Here's a good way to
celebrate the 40th anniversary of the Moon landing: Exceed that
achievement with one of greater value. Going to Mars would be nice.
Getting universal health care would be cheaper. It would do more good
to millions of people than expeditions to outer worlds to pick up rocks
and plant flags. It should also be easier. Yet we put a man on the moon
within eight years of setting the goal but haven't managed to bring
about a civilized health system in six decades of trying. Maybe 2009
will be different. To the nation's credit, health reform is holding its
own against other circuses (Michael Jackson, Sonya Sotomayor, moonshot
nostalgia), though it remains a Bataan march through the good, the bad
and the ugly.
The good: I'd say odds are 60-40 (a familiar
number these days) that reform will make it through Congress this year.
Detractors don't have Hillary Clinton to kick around like they did in
1994. Democrats have been clever to keep their proposals unimaginative.
They pander to private insurers by sticking with the majority of the
present system. They lean on employers to pick up a modestly larger tab
either by covering more employees or contributing a minute percentage
of operating costs to a federal insurance fund that will. The cost of
the program, $1 trillion over 10 years, is still cheaper than fighting
useless wars and possibly less deadly (insurgents having nothing on
private insurers and hospital infections).
Single-payer would
have been cheaper, more effective and more fair. It would end the
insurance cartel's chokehold on patient choice and its arbitrary
gradations of covered and uncovered procedures, which defeats the
purpose of insurance. But maybe it's time to quit dreaming and submit
to progress by increments and illusions.
The bad: They
call it universal care. It's not quite that. The Congressional Budget
Office's best-case scenario sees the number of uninsured reduced by 37
million by decade's end, leaving 17 million uninsured. The non-partisan
CBO also says that the plan won't lower costs as advertised. How could
it? Its underlying premise -- public-sector insurance competing with
private insurers -- leaves untouched the dysfunction at the heart of
the system: For-profit insurers make double-digit profits by minimizing
benefits and eligibility while maximizing premiums. The plan doesn't
change that. It feeds it.
Worse, to offset some of
the costs of the health care overhaul, Democrats are proposing to add a
surtax of 2 to 5.4 percent on the "wealthiest Americans" by 2013
(individuals making $280,000 and up and families making $350,000 and
up). I'm all for progressive taxation. But this is sheer opportunism.

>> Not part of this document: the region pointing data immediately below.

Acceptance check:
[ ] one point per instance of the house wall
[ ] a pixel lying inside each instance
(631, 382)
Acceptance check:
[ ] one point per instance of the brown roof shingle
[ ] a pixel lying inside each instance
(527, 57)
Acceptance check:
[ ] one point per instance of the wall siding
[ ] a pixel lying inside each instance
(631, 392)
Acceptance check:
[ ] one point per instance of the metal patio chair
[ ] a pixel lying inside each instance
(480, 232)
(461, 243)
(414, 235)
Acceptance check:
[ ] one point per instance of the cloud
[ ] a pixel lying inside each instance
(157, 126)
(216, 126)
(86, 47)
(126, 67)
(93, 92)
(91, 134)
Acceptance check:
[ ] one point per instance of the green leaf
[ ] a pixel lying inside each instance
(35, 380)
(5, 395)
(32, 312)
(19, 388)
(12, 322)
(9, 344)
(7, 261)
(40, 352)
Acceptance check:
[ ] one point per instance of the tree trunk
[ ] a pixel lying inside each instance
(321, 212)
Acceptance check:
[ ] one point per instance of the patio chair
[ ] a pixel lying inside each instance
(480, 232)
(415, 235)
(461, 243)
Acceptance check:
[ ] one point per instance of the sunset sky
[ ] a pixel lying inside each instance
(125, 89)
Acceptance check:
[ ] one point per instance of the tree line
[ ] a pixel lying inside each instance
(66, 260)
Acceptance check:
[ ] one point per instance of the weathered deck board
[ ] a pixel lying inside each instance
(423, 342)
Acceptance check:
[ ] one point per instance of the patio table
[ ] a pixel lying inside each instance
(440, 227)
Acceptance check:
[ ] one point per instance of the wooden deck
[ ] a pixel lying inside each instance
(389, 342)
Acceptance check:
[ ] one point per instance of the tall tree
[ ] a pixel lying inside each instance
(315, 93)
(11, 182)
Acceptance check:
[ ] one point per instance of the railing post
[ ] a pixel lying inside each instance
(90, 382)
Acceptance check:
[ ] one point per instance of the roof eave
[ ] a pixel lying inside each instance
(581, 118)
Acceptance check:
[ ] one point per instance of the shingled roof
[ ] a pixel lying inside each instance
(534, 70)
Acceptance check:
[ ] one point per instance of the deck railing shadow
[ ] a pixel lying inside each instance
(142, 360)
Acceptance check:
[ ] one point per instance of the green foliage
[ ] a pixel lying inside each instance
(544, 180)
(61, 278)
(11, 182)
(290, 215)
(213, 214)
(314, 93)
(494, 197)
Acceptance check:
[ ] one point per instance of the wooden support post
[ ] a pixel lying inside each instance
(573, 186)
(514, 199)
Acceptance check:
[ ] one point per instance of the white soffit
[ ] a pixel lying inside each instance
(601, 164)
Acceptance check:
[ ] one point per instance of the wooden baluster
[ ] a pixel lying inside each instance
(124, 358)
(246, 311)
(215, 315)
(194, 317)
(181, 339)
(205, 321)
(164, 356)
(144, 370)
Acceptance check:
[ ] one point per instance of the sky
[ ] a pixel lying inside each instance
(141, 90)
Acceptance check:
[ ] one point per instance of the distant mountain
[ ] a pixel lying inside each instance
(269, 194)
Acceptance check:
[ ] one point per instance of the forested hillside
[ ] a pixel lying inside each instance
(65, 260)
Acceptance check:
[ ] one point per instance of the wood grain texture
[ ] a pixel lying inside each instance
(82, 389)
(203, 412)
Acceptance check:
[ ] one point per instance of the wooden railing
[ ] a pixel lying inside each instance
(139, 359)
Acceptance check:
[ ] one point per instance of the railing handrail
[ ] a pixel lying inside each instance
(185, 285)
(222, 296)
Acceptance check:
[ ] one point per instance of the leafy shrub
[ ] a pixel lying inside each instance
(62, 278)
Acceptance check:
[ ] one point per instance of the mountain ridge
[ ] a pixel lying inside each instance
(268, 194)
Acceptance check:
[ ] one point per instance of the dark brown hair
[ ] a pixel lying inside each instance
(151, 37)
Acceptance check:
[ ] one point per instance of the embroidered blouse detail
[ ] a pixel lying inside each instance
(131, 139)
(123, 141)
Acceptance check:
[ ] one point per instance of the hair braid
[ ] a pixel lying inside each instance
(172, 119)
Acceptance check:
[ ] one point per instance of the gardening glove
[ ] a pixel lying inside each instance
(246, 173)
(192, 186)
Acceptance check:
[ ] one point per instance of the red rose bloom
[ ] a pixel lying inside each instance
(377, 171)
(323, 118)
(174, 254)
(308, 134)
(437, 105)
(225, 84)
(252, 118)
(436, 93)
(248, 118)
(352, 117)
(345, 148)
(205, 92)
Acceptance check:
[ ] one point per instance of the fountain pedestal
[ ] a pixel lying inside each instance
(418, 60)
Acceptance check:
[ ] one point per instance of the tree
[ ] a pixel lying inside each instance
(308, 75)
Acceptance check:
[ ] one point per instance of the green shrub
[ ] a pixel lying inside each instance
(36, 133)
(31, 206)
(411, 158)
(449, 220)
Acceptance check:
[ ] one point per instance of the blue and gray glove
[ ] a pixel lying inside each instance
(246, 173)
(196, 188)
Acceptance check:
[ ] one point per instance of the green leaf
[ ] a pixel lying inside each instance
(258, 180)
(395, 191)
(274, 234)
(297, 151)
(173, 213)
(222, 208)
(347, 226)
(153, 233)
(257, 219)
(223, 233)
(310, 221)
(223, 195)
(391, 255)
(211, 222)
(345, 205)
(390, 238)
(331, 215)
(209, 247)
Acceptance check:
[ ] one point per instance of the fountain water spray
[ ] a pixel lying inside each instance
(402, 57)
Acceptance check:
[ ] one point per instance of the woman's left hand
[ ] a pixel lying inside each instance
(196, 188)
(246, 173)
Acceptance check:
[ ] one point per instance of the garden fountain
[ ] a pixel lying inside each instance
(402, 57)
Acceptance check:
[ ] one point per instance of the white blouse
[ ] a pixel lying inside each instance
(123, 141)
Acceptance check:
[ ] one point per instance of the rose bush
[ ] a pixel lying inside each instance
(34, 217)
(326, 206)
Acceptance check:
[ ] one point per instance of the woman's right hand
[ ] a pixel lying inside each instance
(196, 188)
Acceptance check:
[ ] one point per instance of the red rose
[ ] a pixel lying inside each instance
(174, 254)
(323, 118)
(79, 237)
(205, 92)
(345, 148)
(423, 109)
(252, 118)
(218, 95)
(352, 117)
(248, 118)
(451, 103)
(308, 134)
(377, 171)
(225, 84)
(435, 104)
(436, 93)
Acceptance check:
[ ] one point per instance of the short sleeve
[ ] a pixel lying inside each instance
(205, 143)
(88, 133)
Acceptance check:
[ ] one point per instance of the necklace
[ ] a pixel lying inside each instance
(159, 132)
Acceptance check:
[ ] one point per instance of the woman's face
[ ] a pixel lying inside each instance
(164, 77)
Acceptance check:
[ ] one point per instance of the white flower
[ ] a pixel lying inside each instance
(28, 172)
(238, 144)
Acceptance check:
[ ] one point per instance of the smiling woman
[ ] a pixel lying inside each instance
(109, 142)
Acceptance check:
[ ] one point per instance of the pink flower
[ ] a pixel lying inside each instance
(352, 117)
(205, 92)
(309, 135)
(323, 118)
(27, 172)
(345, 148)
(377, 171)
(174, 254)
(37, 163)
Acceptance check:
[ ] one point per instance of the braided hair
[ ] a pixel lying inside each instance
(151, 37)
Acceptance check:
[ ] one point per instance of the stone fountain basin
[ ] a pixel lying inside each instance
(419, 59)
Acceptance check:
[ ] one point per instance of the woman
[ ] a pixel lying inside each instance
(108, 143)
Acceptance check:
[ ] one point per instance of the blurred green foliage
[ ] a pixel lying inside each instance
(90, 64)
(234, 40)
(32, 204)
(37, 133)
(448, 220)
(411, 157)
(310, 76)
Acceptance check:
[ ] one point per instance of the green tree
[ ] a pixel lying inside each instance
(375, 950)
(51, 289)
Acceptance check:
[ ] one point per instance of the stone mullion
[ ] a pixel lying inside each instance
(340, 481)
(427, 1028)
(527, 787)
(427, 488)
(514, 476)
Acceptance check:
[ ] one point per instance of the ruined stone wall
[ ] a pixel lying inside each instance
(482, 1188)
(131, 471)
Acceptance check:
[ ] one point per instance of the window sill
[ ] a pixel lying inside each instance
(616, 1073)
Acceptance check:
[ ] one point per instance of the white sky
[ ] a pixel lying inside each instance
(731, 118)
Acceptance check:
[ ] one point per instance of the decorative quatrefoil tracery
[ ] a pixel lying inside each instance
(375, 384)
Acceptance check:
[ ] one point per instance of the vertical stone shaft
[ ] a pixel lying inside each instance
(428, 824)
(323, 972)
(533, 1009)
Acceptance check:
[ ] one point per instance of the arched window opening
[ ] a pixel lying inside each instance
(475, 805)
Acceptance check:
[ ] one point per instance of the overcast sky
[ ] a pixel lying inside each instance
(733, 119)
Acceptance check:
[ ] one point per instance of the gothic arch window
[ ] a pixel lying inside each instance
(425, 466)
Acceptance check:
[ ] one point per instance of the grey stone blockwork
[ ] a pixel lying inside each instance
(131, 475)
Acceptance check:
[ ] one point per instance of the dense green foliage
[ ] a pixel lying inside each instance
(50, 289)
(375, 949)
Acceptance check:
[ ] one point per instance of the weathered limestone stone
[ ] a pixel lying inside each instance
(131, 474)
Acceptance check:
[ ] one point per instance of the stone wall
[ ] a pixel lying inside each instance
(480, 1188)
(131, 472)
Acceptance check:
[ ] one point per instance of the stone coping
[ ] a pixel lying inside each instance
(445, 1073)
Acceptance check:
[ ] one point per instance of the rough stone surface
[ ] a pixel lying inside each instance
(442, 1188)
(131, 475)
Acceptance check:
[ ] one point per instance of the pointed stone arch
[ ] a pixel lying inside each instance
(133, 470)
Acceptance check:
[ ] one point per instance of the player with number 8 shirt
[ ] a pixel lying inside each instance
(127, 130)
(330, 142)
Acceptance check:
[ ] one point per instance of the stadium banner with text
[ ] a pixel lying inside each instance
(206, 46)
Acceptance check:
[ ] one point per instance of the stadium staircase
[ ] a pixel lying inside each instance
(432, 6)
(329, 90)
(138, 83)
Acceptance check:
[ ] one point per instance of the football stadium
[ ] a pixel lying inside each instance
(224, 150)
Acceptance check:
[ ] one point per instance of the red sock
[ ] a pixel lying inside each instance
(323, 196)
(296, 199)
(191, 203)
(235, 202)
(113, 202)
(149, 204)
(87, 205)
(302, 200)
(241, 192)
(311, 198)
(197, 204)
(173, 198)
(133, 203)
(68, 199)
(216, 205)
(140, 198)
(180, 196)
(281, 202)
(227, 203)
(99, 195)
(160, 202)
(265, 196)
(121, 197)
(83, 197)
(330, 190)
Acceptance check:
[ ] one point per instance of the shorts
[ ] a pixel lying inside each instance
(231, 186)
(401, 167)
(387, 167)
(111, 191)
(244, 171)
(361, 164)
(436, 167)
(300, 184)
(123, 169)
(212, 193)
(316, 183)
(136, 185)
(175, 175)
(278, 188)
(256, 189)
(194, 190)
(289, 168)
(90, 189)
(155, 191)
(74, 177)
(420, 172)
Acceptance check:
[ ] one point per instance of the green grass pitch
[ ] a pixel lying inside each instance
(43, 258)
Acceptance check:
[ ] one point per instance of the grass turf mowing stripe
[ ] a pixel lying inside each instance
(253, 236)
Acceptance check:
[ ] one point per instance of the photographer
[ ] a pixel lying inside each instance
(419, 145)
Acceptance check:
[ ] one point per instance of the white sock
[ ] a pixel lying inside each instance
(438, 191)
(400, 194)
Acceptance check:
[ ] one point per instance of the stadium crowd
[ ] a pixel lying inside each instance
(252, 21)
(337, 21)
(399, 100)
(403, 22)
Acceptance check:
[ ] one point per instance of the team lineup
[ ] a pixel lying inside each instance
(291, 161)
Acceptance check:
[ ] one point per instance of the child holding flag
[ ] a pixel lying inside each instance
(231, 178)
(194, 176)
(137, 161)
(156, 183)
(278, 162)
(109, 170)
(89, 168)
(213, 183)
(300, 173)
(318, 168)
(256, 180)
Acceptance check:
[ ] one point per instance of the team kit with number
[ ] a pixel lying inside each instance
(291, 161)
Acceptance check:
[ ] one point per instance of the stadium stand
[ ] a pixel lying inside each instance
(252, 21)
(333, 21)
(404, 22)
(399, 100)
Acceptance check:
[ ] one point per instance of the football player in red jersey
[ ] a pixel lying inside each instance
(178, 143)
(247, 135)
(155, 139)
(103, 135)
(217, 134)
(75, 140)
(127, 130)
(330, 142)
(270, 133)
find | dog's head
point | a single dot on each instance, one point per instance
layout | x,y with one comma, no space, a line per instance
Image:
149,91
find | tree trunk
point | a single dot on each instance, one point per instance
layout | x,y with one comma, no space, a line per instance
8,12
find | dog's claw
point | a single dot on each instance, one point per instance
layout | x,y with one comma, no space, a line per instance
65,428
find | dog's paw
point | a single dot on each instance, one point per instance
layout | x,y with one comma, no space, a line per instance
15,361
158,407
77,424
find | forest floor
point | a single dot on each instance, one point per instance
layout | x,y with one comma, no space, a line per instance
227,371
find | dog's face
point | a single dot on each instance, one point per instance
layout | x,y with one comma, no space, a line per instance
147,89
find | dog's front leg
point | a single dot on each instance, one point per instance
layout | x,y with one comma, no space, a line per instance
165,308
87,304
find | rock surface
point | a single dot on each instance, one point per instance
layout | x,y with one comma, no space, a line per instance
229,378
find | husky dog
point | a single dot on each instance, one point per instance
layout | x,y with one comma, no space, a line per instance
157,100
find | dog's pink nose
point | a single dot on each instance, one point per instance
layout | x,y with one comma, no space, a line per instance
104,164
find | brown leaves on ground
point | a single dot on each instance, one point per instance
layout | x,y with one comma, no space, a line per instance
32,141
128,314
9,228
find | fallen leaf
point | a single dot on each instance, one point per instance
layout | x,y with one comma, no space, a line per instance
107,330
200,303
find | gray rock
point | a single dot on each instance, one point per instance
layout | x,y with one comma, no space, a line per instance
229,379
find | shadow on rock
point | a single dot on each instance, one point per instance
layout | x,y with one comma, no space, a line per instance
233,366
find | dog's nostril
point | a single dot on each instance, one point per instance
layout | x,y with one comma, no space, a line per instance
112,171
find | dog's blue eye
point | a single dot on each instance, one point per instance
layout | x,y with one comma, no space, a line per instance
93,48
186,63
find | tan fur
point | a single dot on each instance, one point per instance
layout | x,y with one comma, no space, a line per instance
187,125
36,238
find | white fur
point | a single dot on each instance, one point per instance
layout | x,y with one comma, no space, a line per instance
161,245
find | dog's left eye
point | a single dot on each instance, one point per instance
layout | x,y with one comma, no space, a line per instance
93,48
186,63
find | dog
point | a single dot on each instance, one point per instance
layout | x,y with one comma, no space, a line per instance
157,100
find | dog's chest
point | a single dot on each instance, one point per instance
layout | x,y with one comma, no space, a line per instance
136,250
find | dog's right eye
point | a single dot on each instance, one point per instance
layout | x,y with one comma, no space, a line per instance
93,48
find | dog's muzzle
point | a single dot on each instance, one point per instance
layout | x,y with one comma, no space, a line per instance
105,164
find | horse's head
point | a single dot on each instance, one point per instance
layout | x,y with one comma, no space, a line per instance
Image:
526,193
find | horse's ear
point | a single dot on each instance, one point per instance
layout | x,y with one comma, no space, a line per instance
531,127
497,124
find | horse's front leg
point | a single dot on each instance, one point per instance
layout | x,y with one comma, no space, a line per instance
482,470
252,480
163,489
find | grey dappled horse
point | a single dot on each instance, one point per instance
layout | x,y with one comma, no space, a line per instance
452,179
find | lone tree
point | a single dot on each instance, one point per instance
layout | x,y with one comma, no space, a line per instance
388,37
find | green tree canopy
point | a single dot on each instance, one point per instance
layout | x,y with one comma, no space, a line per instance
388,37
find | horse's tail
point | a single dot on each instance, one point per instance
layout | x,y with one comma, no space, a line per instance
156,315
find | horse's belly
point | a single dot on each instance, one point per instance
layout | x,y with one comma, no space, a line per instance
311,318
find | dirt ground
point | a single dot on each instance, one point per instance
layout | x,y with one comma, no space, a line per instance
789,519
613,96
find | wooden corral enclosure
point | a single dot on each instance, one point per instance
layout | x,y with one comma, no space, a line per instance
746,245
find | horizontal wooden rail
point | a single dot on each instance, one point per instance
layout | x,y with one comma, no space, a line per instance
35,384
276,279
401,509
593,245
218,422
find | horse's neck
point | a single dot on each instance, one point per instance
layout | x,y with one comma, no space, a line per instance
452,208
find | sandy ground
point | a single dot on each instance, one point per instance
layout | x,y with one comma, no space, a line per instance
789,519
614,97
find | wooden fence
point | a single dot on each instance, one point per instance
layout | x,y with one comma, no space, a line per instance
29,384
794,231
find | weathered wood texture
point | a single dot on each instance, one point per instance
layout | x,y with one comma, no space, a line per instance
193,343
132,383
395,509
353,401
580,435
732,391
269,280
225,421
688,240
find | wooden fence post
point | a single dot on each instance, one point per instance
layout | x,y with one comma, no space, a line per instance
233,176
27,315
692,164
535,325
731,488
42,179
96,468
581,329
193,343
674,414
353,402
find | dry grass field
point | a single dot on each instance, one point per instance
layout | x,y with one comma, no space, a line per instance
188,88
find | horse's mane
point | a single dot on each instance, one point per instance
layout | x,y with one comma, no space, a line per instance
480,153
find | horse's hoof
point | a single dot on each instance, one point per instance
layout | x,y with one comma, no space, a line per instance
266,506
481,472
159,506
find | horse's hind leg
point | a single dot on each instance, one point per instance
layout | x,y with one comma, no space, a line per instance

Universal health care is a universal responsibility. To be successful
politically and economically, everyone should have a stake in it. We
all pay for Medicare, even though some of us will never make it to
Medicare age. We should all pay for universal care, especially since
all of us need health care regardless of age. If families making more
than $1 million a year should pay a 5.4 percent income surtax, why not
at least reduce or reverse fractions of the tax cuts going to the
under-$250,000 set? Since when is an individual making $100,000 not
wealthy? I make far less than that but would happily trade my insurance
premiums for twice the equivalent payroll tax if truly universal care
were the result.
The ugly: I was digging up old newspaper
clips about the Moon landing the other day and there, on the back of a
July 17, 1994 New York Times commemoration of the landing, was a
special report on the "advertising blitzkrieg" over Bill Clinton's
attempt to reform health care. The report quoted a television ad
opposing the plan. "Announcer: A lot of politicians promise health
reform. What would it mean to you and your family? What most
politicians are promising would mean a big bureaucracy. Loss of jobs.
Waiting lines. Limiting your right to choose doctors. Rationed medical
care."
The same scripts, the same old lies, are being recycled
today. Dollar for dollar, the best insurance systems are government-run
-- Medicare, Medicaid, S-Chip (the children's insurance program). With
some state exceptions (Florida's Medicaid system is particularly
stingy) they provide more access and better care at lower costs than
most private and employee-provided insurance, mine included. The models
are in place to establish a fantastic universal care system.
Between
lies and timidity, that's not where we're headed. As vision goes, the
Democrats' version of reform is the equivalent of the International
Space Station -- a low-orbit clunker imprisoned by old-world gravity
and make-work objectives. Health care's moon shot still awaits.